Since the seminal work by Keenan & Comrie (1977), typological studies have shown that languages vary with respect to the range of arguments that can be relativized on. In this study, we systematically examine what can be relativized in five New Indo-Aryan (NIA) languages: Hindi-Urdu, Nepali, Early Nepali, Sinhala, and Bengali. Inspired by typological studies on relative clauses, we conducted our examination using a novel systematic methodology. First, we examined both headless and headed relative clauses. Second, we examined relativization on arguments for each of the macro roles S, A, P, T, and R. Lastly, we examined every participial strategy for relative clause constructions when a language had different participles for tense or aspect. Our investigation showed that there are both similarities and differences in the relativizability of NPs in relative clause constructions in the five NIA languages examined. On the one hand, in each language examined, arguments of the same range of macro roles can be relativized on in both headed and headless relative clauses.

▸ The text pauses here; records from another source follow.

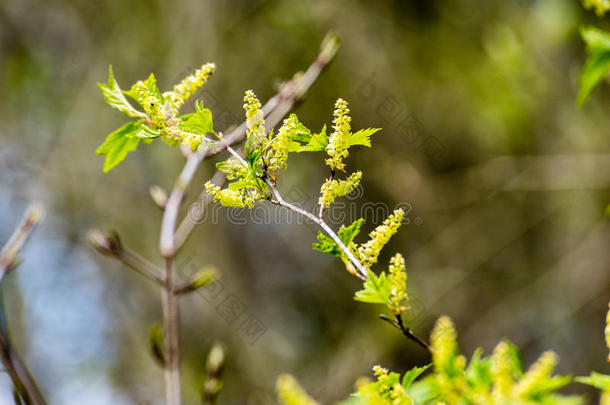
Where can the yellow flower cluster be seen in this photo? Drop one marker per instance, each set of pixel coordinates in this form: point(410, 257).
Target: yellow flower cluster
point(600, 6)
point(398, 276)
point(281, 144)
point(443, 340)
point(187, 87)
point(333, 189)
point(607, 331)
point(502, 369)
point(397, 394)
point(290, 392)
point(369, 251)
point(245, 197)
point(338, 143)
point(255, 120)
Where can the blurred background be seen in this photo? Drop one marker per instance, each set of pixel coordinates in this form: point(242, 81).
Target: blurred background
point(505, 180)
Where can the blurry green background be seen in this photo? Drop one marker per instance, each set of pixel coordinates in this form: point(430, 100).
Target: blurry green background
point(506, 179)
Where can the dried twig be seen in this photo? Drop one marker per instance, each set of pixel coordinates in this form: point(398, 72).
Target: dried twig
point(26, 388)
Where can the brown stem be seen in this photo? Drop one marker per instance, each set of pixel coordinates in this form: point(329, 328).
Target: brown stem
point(399, 324)
point(25, 385)
point(171, 336)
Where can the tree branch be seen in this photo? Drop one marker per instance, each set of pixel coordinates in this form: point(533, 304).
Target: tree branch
point(398, 324)
point(111, 245)
point(25, 386)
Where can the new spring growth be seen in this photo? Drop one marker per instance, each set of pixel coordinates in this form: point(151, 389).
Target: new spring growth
point(607, 331)
point(503, 369)
point(160, 116)
point(255, 122)
point(338, 144)
point(600, 6)
point(189, 86)
point(443, 340)
point(398, 278)
point(333, 189)
point(380, 236)
point(245, 197)
point(290, 392)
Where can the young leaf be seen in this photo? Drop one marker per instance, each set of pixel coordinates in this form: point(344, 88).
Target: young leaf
point(119, 143)
point(327, 245)
point(347, 234)
point(362, 137)
point(412, 374)
point(114, 96)
point(199, 122)
point(316, 143)
point(377, 290)
point(598, 62)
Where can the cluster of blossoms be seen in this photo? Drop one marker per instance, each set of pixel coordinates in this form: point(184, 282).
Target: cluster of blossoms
point(398, 278)
point(338, 143)
point(607, 331)
point(333, 189)
point(246, 197)
point(386, 390)
point(189, 86)
point(369, 252)
point(255, 121)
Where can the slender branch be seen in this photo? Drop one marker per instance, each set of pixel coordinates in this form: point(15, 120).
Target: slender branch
point(169, 243)
point(362, 271)
point(111, 245)
point(25, 386)
point(399, 324)
point(171, 336)
point(274, 111)
point(10, 251)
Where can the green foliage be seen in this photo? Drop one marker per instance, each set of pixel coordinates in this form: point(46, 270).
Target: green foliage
point(376, 289)
point(119, 143)
point(598, 61)
point(267, 154)
point(600, 6)
point(159, 118)
point(499, 379)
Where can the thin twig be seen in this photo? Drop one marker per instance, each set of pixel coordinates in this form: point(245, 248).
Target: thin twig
point(111, 245)
point(362, 271)
point(274, 111)
point(399, 324)
point(25, 386)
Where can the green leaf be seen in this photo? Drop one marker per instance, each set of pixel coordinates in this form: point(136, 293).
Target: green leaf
point(119, 143)
point(327, 245)
point(347, 234)
point(412, 374)
point(199, 122)
point(115, 98)
point(596, 39)
point(598, 63)
point(478, 372)
point(377, 290)
point(151, 86)
point(316, 143)
point(597, 380)
point(362, 137)
point(231, 167)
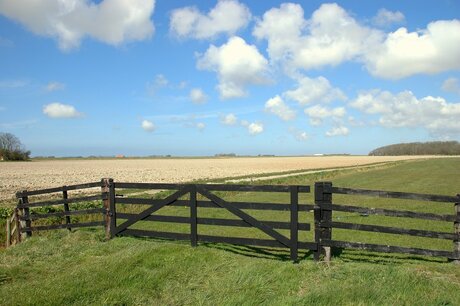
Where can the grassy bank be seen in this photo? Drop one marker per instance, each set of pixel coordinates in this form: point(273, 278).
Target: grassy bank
point(81, 268)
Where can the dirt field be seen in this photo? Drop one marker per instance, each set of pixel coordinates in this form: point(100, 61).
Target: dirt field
point(16, 176)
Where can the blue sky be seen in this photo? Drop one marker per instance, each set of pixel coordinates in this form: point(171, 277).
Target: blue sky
point(147, 77)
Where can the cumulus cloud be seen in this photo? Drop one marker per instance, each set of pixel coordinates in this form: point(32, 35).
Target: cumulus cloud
point(318, 113)
point(385, 18)
point(228, 16)
point(338, 131)
point(332, 36)
point(277, 107)
point(59, 110)
point(451, 85)
point(198, 96)
point(429, 51)
point(69, 21)
point(314, 90)
point(148, 126)
point(255, 128)
point(237, 65)
point(229, 119)
point(54, 86)
point(434, 114)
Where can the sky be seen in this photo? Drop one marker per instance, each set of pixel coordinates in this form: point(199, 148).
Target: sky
point(189, 78)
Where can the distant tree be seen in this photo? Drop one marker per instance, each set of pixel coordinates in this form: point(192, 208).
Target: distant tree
point(11, 148)
point(419, 148)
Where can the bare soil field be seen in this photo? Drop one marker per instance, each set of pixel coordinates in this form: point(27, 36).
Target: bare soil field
point(15, 176)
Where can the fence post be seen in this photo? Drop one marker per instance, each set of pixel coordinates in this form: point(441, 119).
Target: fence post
point(106, 199)
point(66, 206)
point(193, 217)
point(26, 213)
point(323, 218)
point(456, 241)
point(294, 191)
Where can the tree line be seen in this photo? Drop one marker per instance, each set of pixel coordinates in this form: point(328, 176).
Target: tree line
point(11, 148)
point(419, 148)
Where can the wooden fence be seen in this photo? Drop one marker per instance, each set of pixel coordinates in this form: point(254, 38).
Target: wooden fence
point(186, 195)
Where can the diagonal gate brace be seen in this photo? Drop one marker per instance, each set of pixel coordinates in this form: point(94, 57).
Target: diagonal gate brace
point(244, 216)
point(144, 214)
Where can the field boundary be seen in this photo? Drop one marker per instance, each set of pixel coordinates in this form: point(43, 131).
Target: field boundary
point(19, 226)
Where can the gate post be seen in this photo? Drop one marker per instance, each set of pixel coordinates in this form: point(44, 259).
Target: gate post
point(456, 241)
point(108, 201)
point(323, 218)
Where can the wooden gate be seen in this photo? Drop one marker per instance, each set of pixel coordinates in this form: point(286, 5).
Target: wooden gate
point(186, 195)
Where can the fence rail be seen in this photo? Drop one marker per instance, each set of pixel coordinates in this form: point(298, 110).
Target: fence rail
point(194, 196)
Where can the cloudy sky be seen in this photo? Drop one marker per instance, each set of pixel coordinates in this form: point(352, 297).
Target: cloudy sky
point(145, 77)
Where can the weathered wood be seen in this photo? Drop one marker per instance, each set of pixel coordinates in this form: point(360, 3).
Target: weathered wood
point(213, 187)
point(215, 221)
point(65, 213)
point(396, 195)
point(294, 222)
point(57, 189)
point(62, 201)
point(456, 239)
point(150, 210)
point(386, 248)
point(389, 230)
point(63, 226)
point(193, 218)
point(245, 217)
point(66, 207)
point(112, 209)
point(391, 213)
point(210, 204)
point(323, 199)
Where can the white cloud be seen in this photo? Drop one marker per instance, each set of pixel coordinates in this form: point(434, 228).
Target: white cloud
point(229, 119)
point(53, 86)
point(59, 110)
point(228, 16)
point(434, 114)
point(318, 113)
point(385, 18)
point(338, 131)
point(332, 36)
point(277, 107)
point(255, 128)
point(314, 90)
point(429, 51)
point(69, 21)
point(451, 85)
point(198, 96)
point(148, 126)
point(237, 65)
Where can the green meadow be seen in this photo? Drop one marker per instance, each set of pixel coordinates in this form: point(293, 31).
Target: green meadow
point(82, 268)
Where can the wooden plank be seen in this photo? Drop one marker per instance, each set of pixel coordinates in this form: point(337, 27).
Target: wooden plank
point(62, 226)
point(389, 230)
point(392, 213)
point(66, 213)
point(294, 222)
point(245, 217)
point(210, 204)
point(150, 210)
point(66, 207)
point(215, 221)
point(396, 195)
point(213, 187)
point(61, 201)
point(58, 189)
point(193, 218)
point(386, 248)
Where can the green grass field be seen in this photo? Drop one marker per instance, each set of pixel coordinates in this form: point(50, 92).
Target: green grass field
point(82, 268)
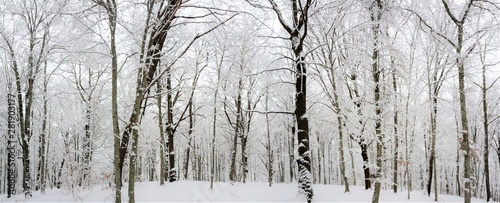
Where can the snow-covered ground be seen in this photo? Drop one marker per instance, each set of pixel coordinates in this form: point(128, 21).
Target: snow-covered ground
point(187, 191)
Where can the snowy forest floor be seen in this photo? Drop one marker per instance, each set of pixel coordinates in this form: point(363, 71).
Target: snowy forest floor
point(189, 191)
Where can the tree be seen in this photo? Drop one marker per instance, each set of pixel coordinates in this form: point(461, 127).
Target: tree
point(298, 32)
point(376, 10)
point(111, 9)
point(37, 19)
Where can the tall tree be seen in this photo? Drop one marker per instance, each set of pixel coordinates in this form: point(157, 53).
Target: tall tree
point(111, 9)
point(298, 32)
point(376, 10)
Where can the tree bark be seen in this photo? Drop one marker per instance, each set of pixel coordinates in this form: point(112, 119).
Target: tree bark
point(486, 137)
point(376, 16)
point(163, 144)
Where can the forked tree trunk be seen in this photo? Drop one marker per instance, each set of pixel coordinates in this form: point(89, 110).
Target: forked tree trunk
point(376, 16)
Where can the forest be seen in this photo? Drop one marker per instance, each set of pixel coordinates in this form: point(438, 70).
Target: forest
point(384, 95)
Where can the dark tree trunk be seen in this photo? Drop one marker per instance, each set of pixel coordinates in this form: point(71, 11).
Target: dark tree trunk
point(366, 167)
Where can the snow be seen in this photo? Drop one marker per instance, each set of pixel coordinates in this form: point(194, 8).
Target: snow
point(189, 191)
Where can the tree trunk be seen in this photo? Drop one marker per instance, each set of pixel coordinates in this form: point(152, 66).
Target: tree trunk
point(163, 144)
point(376, 16)
point(396, 136)
point(42, 164)
point(486, 138)
point(132, 165)
point(172, 170)
point(232, 168)
point(190, 134)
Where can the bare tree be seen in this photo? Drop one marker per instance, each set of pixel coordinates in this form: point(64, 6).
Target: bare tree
point(298, 32)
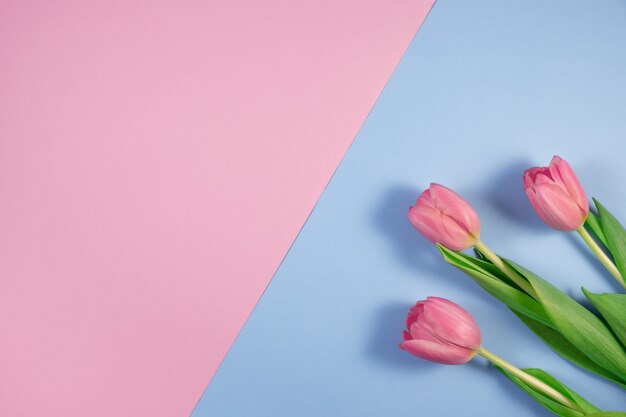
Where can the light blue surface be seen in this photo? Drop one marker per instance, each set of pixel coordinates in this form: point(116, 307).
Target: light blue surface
point(486, 89)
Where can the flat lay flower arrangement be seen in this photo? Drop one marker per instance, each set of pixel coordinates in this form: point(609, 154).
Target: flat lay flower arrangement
point(594, 338)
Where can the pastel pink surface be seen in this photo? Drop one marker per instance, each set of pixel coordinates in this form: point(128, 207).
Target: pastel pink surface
point(156, 161)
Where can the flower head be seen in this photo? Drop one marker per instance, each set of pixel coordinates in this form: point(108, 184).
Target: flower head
point(440, 331)
point(556, 195)
point(444, 217)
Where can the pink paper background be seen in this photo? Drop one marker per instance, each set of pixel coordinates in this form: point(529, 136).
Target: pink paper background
point(156, 161)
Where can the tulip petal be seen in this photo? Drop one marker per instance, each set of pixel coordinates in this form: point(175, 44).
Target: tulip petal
point(446, 354)
point(450, 322)
point(529, 176)
point(456, 207)
point(570, 182)
point(454, 236)
point(414, 313)
point(438, 228)
point(555, 207)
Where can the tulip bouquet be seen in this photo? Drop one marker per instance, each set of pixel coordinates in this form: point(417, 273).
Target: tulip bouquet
point(441, 331)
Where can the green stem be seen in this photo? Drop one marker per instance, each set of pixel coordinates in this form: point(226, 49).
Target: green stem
point(515, 277)
point(530, 380)
point(601, 255)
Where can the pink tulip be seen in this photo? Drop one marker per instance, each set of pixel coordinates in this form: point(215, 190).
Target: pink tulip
point(444, 217)
point(556, 195)
point(440, 331)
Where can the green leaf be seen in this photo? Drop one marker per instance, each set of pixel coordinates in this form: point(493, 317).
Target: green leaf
point(613, 309)
point(491, 279)
point(615, 236)
point(579, 326)
point(565, 349)
point(602, 355)
point(585, 406)
point(593, 224)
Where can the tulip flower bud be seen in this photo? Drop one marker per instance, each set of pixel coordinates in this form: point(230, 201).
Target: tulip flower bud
point(440, 331)
point(556, 195)
point(444, 217)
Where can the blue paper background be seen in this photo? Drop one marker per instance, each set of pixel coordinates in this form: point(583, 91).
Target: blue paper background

On the other hand, the five languages differ as to which macro roles can be relativized on. Based on this difference of the relativizability of NPs and our novel methodology, we propose hierarchies of relativizability for these NIA languages. The hierarchies are the onset-oriented hierarchy {S} > {A} > {P, T, R} for relative clause constructions by imperfective/nonpast participles and the termination-oriented hierarchy {S, P, T} > {A} > {R} for those by perfective/past participles. We explained these hierarchies in terms of viewpoint, localist metaphor, and a metonymy relationship.